Bis der Krieg ausbrach war er Teil des Aktionsbündnisses Friedensbewegung Südwestfalen in Siegen. Teile der Gruppe, sagt er, hätten sich aber nicht zu einer Verurteilung der russischen Kampfhandlungen durchringen können, sondern hätten die Verfehlungen der Nato betont. Dann, sagt er, „bin ich ausgestiegen und habe mich der Friedensinitiative ,Stoppt den Krieg’ in Siegen angeschlossen. Diese Spaltung von Friedensbewegungen wegen des Ukraine-Krieges sind nach meiner Wahrnehmung keine Seltenheit.“
Aber wie stellt er sich das vor? Wie soll mit friedlichen Mitteln Frieden geschaffen werden. „Es ist total schwer. Und dass das in vielen Fällen nicht gelingt, ist mir klar. Aber es ist das Richtige und es gibt Beispiele: An der russisch-ukrainischen Grenze haben sich Zivilisten vor Panzer und Kriegsfahrzeuge gestellt und ihnen den Weg versperrt. Ob ich diesen Mut hätte, weiß ich nicht. Ob ich die linke Wange hinhalten würde, wenn ich auf die rechte geschlagen würde? Ich weiß es nicht.“ Doch er glaubt an die Freundschaft der Völker der Welt und daran, dass „Gewalt niemals eine Lösung ist“.
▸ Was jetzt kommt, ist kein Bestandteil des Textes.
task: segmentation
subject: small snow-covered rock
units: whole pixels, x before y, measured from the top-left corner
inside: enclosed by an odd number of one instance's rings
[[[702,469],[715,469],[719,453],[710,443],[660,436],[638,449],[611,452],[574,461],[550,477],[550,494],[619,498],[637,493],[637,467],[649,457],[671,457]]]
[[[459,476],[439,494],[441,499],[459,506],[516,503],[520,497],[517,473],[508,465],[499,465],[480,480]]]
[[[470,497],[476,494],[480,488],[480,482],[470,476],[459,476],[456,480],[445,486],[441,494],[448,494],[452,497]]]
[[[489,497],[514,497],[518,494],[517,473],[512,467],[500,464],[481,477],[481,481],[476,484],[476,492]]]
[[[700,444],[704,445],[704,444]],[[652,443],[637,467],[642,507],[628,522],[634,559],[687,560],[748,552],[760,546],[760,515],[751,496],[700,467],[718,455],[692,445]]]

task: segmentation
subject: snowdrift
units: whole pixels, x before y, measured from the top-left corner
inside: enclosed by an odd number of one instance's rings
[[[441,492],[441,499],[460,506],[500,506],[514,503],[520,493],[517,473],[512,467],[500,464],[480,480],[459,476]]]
>> DIE PFARRERIN: „Lieber Gott, wo bist Du?“
Sie schläft schlecht, wacht nachts auf und schaut auf ihr Handy, ob es etwas Neues vom Ukraine-Krieg gibt. „Ich habe Angst um meine Heimat Lettland“, sagt Sandra Gintere, „wenn Putin nicht gestoppt wird, sind das Baltikum und Polen als nächstes dran.“Sandra Gintere ist noch zu kommunistischen Zeiten in Lettland zum christlichen Glauben gekommen. Seit Dezember 2019 ist die 60-Jährige Pfarrerin der evangelischen Kirchengemeinde in Winterberg, die zum Evangelischen Kirchenkreis Wittgenstein zählt. Der Krieg in Europa erschüttert sie zutiefst: „Es ist mir noch nie so schwergefallen wie in diesen Tagen, die frohe Botschaft zu verkünden, Hoffnung zu vermitteln und die Menschen im Glauben zu stärken“, sagt sie.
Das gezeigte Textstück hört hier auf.